Made in 45 days on a budget of $3 million, I’m Gonna Git You Sucka recouped its outlay many times over. Written, starring and directed by Keenan Ivory Wayans, who co-wrote 1987’s Hollywood Shuffle with Robert Townsend, this hilarious spoof of the Sexploitation films of the early 70s — in which a variety of dubious black superheroes like Shaft and Black Gunn got to kick whitey’s ass — is reminiscent of Shuffle in several ways, not least its terrier-like refusal to allow anyone, no matter how righteous they’re meant to be, escape its wicked parody.
The central premise has been updated to take account of the hip-hop generation of city kids, in their regulation uniform of tracksuits and gold jewellery. Petty hustler Junebug Spade (sic) dies of an overdose, not of drugs, but of gold chains. “He’s OG’d,” says the cop who uncovers the body wrapped from head to toe in the gold chains that are ubiquitous on the streets of “Any Ghetto, USA”. The dead man’s brother, Jack Spade (Wayans), a big-chested incompetent who’s been having a less than heroic career in the Marines, returns to the mean streets to avenge his brother’s gold-platerd death. He discovers that an entire generation of ghetto youths are similarly afflicted by, and addicted to wearing, the gaudy, electroplated gold chains that the evil white gangster— “Mr Big” — is responsible for pushing.

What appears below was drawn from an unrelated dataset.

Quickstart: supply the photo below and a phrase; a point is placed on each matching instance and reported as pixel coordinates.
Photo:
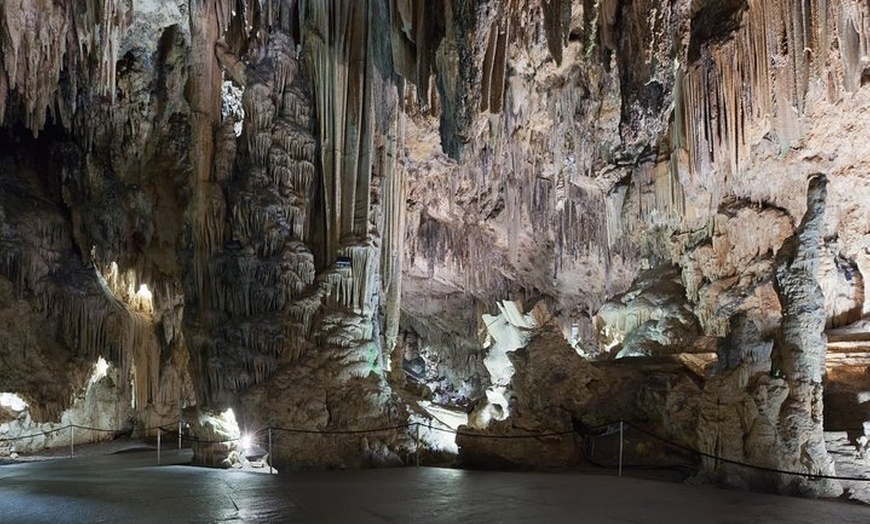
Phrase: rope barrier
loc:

Wayans’ hard-hitting parody (he has written for Eddie Murphy) doesn’t let up. He excoriates the hypocritical ex-radicals, still drawing a cheque from the Man, some of the more suspect manifestations of modern street culture, and even those old, bold superheroes themselves. And that is exactly why Sucka is so memorable. One doubts whether this relentless satire could have held together without those actors who perpetrated the superhero myths helping to unfrock those myths in the way they do.
Jim Brown (alias Slaughter and Black Gunn) turns up here as the tender-footed Slammer, Isaac Hayes (alias Truck Turner) is Hammer, and Antonio Fargas, the creepy snitch Huggy Bear from Starsky and Hutch, is brilliant as the one-time Pimp Of The Year, Flyguy, hopelessly out of date in his bell-bottomed hipsters and platform shoes.
Despite patchy acting and Wayans’ far from polished directorial skills (it’s his first outing as director), Sucka’s script is enough to make the film a delight. It is razor-sharp, uncompromising and long overdue.
Unrelenting, unremitting, a brilliant broad-brush of a parody.